Abstract

Tapering the thickness of a dispersive strip delay line operating in the first longitudinal mode can yield a variety of delay characteristics unobtainable with strips of uniform thickness. A strip whose thickness varies in some manner along its length may be thought of as a number of strip sections of constant thickness in series. The additive delay of these series sections can produce an over-all delay characteristic completely different in form from the delay characteristics of the individual sections. A design procedure involving the methods of linear programming has been developed which allows a unique determination of the taper required to produce a given delay function.

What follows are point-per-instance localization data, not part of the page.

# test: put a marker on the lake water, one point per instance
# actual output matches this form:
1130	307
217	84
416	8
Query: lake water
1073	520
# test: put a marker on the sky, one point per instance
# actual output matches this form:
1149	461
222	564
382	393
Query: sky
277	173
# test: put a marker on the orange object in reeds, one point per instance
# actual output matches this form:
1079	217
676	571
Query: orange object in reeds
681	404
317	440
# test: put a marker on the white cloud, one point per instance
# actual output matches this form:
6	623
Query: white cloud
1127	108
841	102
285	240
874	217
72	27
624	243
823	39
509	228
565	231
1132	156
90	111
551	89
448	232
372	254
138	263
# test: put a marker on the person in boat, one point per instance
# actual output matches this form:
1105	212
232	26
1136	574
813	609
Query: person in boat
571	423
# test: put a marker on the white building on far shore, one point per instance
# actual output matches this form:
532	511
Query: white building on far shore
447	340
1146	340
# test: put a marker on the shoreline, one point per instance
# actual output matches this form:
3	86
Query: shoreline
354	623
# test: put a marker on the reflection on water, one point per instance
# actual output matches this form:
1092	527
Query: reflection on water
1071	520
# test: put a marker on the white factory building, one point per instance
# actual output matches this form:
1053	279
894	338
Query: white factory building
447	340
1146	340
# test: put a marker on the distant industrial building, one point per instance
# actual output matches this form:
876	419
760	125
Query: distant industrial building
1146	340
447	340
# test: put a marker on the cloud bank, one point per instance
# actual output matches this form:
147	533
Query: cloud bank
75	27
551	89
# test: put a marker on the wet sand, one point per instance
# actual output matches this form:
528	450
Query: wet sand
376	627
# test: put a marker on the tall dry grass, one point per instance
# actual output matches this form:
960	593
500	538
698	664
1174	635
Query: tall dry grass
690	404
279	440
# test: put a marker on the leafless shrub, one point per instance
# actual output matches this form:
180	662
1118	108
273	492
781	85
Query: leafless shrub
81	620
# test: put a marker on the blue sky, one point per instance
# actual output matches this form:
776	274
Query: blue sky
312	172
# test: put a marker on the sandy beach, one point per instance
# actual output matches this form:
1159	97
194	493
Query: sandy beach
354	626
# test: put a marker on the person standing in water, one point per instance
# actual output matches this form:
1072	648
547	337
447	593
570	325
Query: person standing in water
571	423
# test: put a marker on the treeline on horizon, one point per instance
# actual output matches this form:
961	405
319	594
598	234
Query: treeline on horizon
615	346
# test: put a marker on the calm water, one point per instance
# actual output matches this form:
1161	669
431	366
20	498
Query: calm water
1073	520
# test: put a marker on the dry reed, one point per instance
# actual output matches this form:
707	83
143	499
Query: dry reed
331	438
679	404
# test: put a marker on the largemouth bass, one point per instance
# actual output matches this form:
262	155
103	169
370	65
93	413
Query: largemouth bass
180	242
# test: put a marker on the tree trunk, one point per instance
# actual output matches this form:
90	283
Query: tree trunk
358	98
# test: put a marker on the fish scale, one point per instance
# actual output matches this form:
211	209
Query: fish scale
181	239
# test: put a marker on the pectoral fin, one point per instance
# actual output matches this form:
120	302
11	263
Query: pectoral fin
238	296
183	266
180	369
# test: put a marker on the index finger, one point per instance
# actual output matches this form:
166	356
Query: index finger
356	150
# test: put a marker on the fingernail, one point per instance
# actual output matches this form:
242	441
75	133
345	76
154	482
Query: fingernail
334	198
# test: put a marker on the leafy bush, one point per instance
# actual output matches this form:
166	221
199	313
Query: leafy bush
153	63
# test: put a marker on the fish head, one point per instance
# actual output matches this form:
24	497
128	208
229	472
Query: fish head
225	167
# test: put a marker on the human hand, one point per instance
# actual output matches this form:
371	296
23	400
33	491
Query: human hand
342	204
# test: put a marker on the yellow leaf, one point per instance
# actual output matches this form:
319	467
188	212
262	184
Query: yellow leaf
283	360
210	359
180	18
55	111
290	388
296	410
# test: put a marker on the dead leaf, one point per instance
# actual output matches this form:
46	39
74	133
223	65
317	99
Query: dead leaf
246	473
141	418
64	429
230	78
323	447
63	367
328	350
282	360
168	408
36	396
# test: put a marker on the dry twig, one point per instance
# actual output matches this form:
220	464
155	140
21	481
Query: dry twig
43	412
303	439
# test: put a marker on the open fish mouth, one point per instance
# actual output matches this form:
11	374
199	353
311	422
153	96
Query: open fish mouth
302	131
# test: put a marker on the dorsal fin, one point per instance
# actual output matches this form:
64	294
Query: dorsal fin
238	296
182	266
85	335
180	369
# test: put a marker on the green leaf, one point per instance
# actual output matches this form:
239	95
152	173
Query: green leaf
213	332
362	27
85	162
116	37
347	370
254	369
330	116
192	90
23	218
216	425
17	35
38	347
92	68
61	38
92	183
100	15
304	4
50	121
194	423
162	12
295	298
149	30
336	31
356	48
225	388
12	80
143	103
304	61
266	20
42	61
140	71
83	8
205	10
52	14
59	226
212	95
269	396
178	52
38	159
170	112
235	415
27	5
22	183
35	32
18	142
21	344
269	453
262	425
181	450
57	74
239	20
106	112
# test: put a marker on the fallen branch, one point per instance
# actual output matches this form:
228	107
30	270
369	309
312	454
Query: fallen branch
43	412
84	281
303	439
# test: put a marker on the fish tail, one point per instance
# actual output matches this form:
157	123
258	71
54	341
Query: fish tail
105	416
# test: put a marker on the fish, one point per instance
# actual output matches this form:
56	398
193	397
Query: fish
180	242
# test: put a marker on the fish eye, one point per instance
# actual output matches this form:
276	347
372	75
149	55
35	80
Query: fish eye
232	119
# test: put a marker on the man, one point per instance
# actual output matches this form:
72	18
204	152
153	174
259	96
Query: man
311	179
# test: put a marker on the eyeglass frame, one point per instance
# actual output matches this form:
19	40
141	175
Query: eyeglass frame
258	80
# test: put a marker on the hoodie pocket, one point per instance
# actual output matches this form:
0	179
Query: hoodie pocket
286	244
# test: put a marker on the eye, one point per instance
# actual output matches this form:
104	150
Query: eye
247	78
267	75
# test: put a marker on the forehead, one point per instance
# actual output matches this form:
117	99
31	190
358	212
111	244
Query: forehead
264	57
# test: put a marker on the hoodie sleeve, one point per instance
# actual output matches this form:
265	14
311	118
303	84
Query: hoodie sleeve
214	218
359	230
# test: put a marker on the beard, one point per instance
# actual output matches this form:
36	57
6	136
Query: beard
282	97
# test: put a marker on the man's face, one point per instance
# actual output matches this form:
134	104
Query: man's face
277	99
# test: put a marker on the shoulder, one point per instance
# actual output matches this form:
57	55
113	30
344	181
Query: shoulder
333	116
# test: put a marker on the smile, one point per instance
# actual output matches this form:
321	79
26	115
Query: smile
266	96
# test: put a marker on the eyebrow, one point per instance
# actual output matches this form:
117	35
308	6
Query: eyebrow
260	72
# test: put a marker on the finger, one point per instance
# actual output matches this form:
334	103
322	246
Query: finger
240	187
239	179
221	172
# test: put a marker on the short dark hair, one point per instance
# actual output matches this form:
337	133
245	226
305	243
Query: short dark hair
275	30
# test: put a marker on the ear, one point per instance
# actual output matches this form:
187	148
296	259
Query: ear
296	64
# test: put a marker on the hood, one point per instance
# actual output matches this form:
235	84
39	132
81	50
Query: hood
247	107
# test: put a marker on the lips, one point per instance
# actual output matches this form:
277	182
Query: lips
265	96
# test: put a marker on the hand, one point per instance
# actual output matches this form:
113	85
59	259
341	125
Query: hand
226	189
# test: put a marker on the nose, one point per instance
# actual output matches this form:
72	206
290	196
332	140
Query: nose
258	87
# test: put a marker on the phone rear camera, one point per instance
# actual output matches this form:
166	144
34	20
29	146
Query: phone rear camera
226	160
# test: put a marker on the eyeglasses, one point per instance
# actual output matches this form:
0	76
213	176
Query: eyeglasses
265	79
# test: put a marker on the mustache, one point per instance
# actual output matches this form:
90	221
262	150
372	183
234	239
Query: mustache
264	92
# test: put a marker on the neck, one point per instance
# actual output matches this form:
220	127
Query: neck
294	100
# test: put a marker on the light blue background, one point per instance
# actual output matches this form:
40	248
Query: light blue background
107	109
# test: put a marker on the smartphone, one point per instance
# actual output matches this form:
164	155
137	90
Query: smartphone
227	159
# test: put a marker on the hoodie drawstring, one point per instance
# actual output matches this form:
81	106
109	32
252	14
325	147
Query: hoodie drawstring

As a basis for comparison, the delay of a strip delay line of constant thickness departs from a straight-line characteristic by 1.5% of the nominal delay over a fractional frequency bandwidth of 15%. A tapered strip line designed for the same nominal delay and the same delay slope departs from linearity by only 0.5% over a 25% band. A tapered line designed to approximate an increasing parabolic delay characteristic exhibits a delay deviation of only 0.5% over a frequency band of 13%. An “image” line was fabricated having a decreasing parabolic delay characteristic approximating the mirror image of the increasing parabolic characteristic mentioned above. Although most of the applications of delay synthesis have employed the first longitudinal plate mode, the design procedure has also been applied to shear modes in a strip. For delay lines having nominal delays of 1000 μsec, typical insertion losses are 16 to 25 dB, with discrimination against unwanted signals of 35 to 40 dB.